Anyway, snack time. Cereal, plus sci-fi short story anthology (when I probably should be reading that article on water economy in avian models, or reviewing gastropods for invert., or the circulatory system for a&p, or etc, etc, etc… but it’s Friday night, and since I dismissed the bar, I’m going to do something at least mildly fun).
The admissions woman was so nice! She makes me feel like I would really enjoy attending this school. That’s irrational, I know, but still, little things like that definitely influence people’s overall perceptions. I’m still going to keep checking my application status to those other schools though. Just in case.

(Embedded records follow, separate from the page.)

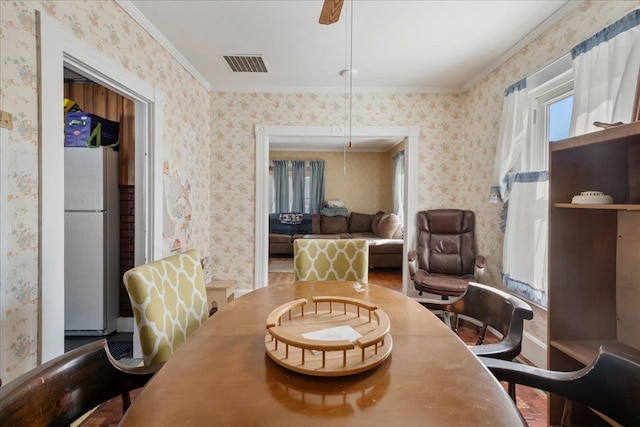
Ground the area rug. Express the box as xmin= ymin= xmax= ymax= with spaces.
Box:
xmin=269 ymin=258 xmax=293 ymax=273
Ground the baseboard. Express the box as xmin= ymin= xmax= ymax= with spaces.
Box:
xmin=520 ymin=332 xmax=547 ymax=369
xmin=116 ymin=317 xmax=135 ymax=332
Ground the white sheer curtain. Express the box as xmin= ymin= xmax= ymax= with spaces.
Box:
xmin=489 ymin=79 xmax=549 ymax=306
xmin=570 ymin=9 xmax=640 ymax=136
xmin=392 ymin=150 xmax=404 ymax=224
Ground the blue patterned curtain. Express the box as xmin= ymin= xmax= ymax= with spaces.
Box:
xmin=309 ymin=160 xmax=324 ymax=213
xmin=273 ymin=160 xmax=289 ymax=213
xmin=489 ymin=79 xmax=549 ymax=307
xmin=569 ymin=9 xmax=640 ymax=136
xmin=291 ymin=160 xmax=306 ymax=213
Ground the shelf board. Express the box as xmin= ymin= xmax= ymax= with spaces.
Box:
xmin=549 ymin=121 xmax=640 ymax=152
xmin=551 ymin=340 xmax=640 ymax=366
xmin=554 ymin=203 xmax=640 ymax=211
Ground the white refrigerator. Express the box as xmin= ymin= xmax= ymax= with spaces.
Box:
xmin=64 ymin=147 xmax=120 ymax=335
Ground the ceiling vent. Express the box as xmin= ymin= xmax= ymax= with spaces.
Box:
xmin=224 ymin=55 xmax=269 ymax=73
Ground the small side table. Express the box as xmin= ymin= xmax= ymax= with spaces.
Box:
xmin=206 ymin=280 xmax=236 ymax=312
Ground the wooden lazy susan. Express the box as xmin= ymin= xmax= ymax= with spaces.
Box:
xmin=265 ymin=296 xmax=393 ymax=377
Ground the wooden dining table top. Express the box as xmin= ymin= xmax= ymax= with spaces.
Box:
xmin=120 ymin=282 xmax=526 ymax=427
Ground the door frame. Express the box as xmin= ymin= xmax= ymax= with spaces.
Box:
xmin=254 ymin=124 xmax=420 ymax=294
xmin=36 ymin=12 xmax=164 ymax=363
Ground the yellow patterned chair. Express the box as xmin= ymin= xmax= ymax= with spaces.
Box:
xmin=293 ymin=239 xmax=369 ymax=283
xmin=124 ymin=249 xmax=209 ymax=365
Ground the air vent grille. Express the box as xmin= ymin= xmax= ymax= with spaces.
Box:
xmin=224 ymin=55 xmax=269 ymax=73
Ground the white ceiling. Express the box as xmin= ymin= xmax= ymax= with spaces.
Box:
xmin=119 ymin=0 xmax=581 ymax=150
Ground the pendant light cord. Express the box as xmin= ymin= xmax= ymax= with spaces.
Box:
xmin=349 ymin=0 xmax=353 ymax=148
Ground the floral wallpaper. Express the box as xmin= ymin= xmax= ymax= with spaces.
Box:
xmin=211 ymin=1 xmax=640 ymax=348
xmin=0 ymin=0 xmax=640 ymax=381
xmin=0 ymin=0 xmax=211 ymax=382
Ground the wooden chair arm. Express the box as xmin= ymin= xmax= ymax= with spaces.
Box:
xmin=473 ymin=255 xmax=487 ymax=283
xmin=480 ymin=346 xmax=640 ymax=425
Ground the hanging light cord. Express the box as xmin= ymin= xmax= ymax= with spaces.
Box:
xmin=349 ymin=0 xmax=353 ymax=148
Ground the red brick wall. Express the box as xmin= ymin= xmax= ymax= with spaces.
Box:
xmin=120 ymin=185 xmax=135 ymax=317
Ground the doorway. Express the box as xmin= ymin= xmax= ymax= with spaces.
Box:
xmin=36 ymin=13 xmax=164 ymax=363
xmin=254 ymin=124 xmax=419 ymax=293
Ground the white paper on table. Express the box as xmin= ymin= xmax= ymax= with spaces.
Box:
xmin=302 ymin=325 xmax=362 ymax=342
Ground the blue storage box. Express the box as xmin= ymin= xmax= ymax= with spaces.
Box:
xmin=64 ymin=112 xmax=120 ymax=147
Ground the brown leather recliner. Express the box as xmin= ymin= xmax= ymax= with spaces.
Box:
xmin=409 ymin=209 xmax=486 ymax=299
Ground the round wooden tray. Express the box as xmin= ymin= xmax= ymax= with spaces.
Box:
xmin=265 ymin=296 xmax=393 ymax=377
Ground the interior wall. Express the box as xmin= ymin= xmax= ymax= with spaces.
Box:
xmin=0 ymin=1 xmax=210 ymax=382
xmin=457 ymin=0 xmax=640 ymax=343
xmin=269 ymin=149 xmax=391 ymax=213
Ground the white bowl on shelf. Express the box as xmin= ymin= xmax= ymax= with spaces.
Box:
xmin=571 ymin=191 xmax=613 ymax=205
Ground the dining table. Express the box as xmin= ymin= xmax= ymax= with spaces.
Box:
xmin=120 ymin=281 xmax=526 ymax=427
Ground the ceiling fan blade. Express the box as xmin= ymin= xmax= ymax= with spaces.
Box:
xmin=318 ymin=0 xmax=344 ymax=25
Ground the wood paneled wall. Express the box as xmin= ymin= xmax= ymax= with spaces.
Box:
xmin=64 ymin=82 xmax=135 ymax=185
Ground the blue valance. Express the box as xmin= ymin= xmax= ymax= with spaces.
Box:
xmin=504 ymin=78 xmax=527 ymax=96
xmin=571 ymin=9 xmax=640 ymax=59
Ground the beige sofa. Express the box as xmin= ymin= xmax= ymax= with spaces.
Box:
xmin=269 ymin=212 xmax=403 ymax=268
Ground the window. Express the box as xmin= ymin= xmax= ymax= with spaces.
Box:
xmin=269 ymin=163 xmax=311 ymax=213
xmin=546 ymin=95 xmax=573 ymax=141
xmin=529 ymin=63 xmax=573 ymax=170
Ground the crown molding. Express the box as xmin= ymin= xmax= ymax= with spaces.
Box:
xmin=462 ymin=0 xmax=585 ymax=92
xmin=116 ymin=0 xmax=211 ymax=91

Mom and Dad have gone to Florida. They called us yesterday from Penn. They always have to rush whenever they drive anywhere because my father just has to get where ever they’re going as fast as humanly possible. It’s one of his most infamous traits, at least amongst Beth and I. They’re going to visit my aunt and uncle, and a few friends. They’ll definitely have a great time. I’m jealous. John, another gay friend of mine, a guy with whom I have a somewhat more complicated relationship (for another entry), is going to Florida for spring break. I, however, will stay here, and probably spend spring break in the lab frantically trying to get as much done on my thesis as I can before the conference in March. Gah, I have so much more to do, and I can’t get to the lab tomorrow because we’re going to have a snow storm. Or, ice storm, or something.
My sister bought a gym membership today. It only serves to remind me how long it’s been since I’ve been active. I think the last time I ran was… October. And I haven’t been to the gym since early last year. Blah. Thank god I’m skinny… but I’m definitely not as fit as I want to be. This is one of my qualities that I’m least satisfied with. My lack of physical activity. Or rather, my lack of ambition to do physical activity. I must admit that I am usually satisfied with my body, at least, when I look at myself in the mirror. If you get me to stand next to a bunch of muscular male athletes at school or something, then I’m less happy with my body. But if it’s just me and the mirror, I’m usually happy. I think this is both good and bad. Good because feeling good about your body usually has positive repercussions for how you act, your confidence level, the things you choose to do, and thus how you are perceived. It’s bad, however, because I know that I would rather be more fit, at least slightly more muscular, and if I was more unsatisfied with my current appearance, it might motivate me more strongly to pay a visit to the gym.
Anyway, snack time. Cereal, plus sci-fi short story anthology (when I probably should be reading that article on water economy in avian models, or reviewing gastropods for invert., or the circulatory system for a&p, or etc, etc, etc… but it’s Friday night, and since I dismissed the bar, I’m going to do something at least mildly fun).